I was sore at myself for having been seen standing about doing nothing. But I was sore at Dick also, unreasonably. I went back to my locker, got my gloves, and went to Number 5. I began filling the spoon, with the help of "Marty," the Wop. He glared at me, and interfered with my shovel twice when we went together to the dolomite pile. Marty had made enemies widely on the furnaces because of a loud mouth, and an officiousness that sat ridiculously on his stature and his ignorance of steel-making.
I was glad when the front-wall was done. I took the hook down, and went over to the fountain in back of Five, cooled my head, neck, and arms, and went over to Seven, without taking a swallow. I had decided to have only two drinks of water in the half-day.
Dick Reber saw me coming up and, I think in punishment for loafing, said: "Clean up under there. I want you to clean all that filth out, all of it, from behind that girder."
It was near the locker and under the flooring, in a sort of shelf, where lime, dolomite, dirt, old gloves, shoes, filth of all sorts had accumulated. I cleaned it out with a broom and a stick. It took me half an hour.
"All right," said the first-helper; "now get me ten thousand."
So I went off to the Bessemer, rather glad of the walk. I climbed the stairs to the pouring platform, and watched the recorder, who had left his book, operate the levers. The shifting engine backed a ladle under, and slowly the huge pig-iron mixer, bubbling and shooting out a tide of sparks, dipped and allowed about 20,000 pounds to drop into the ladle.
"Ten thou' for Seven," I said.
In another five minutes, the engine brought up a ladle for my ten thousand, and the boy dipped it out for me with the miraculous levers.

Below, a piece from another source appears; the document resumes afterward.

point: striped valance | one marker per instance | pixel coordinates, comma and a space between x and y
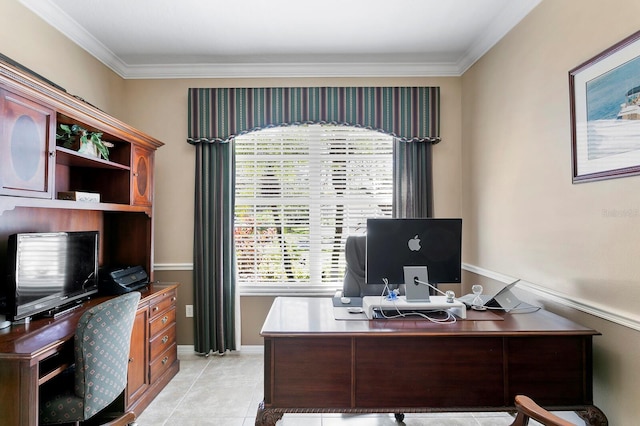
408, 113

"All right," I said; and ran down the stairs fast enough to catch a ride back past the furnaces, on the step of the locomotive.
The second-helper grabbed the big hook which came down slowly on a chain from the crane, and stuck it into the bottom of the ladle. As the chain lifted, the ladle tipped, and poured the ten thousand pounds with a hiss. But the craneman was careless, which isn't usual. Fred kept saying, "Whoop, whoop!" but he went right on spilling for quite a spell before he recovered control.